David M. Weinberg
Israel Hayom, June 25, 2023
“For Israeli society, moral standards are clear. Israelis value life, not death, and seek conflict resolution, not annihilation of the enemy.”
As is his usual rotten wont, UN Middle East envoy Tor Wennesland this week condemned the “continuing cycle of violence” in Judea and Samaria, as if Israel and the Palestinians each were cavalierly engaging in murder just for fun or out of comparable burning hatred.
Even US Ambassador Tom Nides seemed to draw a parallel between the gruesome Palestinian attack near Eli (where two Palestinian terrorists gunned down four Israeli civilians in a restaurant), and the Palestinian bystanders killed in a shootout between IDF soldiers and the terrorists they were seeking during an arrest raid in Jenin.
Nides insensitively lumped together the two critically different events in one tweet, as if “both sides,” alas, were “suffering casualties,” and “both sides” were equally responsible for this “cycle of violence.” (Nides later “clarified” his comment, meaning he backtracked, after being slammed by every reasonable observer.)
What is missing from the above comments and from the glib reporting of international media from the West Bank is any reference to the political and moral implications of Palestinian terrorism.

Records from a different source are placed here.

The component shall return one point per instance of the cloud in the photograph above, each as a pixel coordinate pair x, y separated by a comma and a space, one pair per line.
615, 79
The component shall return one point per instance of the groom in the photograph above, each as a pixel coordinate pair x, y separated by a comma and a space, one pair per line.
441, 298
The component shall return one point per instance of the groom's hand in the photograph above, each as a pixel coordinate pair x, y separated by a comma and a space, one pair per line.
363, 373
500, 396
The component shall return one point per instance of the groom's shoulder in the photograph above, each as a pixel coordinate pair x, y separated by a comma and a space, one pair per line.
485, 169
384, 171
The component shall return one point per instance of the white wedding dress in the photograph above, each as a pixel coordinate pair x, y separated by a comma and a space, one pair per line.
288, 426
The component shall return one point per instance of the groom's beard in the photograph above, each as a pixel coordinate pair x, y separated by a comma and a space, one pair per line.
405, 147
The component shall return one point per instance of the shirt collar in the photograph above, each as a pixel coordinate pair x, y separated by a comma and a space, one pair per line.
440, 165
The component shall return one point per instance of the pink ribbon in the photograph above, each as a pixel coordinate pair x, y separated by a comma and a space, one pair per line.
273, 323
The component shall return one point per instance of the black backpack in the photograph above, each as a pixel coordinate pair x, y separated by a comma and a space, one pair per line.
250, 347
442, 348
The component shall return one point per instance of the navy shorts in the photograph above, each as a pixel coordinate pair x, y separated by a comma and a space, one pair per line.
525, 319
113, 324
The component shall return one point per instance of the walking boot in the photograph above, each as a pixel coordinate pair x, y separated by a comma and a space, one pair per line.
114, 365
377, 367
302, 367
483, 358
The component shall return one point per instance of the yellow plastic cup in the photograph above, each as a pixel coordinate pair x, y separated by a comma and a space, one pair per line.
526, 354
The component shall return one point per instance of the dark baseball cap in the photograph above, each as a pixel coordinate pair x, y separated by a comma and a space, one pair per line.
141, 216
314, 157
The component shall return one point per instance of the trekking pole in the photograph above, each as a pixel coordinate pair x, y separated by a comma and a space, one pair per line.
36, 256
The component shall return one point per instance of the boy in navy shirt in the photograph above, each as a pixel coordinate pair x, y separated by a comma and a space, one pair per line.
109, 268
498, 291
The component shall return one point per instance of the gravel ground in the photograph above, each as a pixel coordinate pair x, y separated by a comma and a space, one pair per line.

Nobody has the guts to remark upon the death-glorifying political culture of Palestinians that repeatedly chooses violence over negotiations.
Few are prepared to recognize the distinction between kid-killing Palestinian terrorists and Israeli soldiers conducting anti-terrorist operations who must arrest or eliminate Palestinian combatants and occasionally they hit a bystander too.
Few have the rectitude to acknowledge that Palestinian society celebrates the kidnapping and mass murder of Israeli men, women, and children, while the IDF does its utmost to avoid civilian casualties and Israeli society recoils with horror at the notion of revenge raids.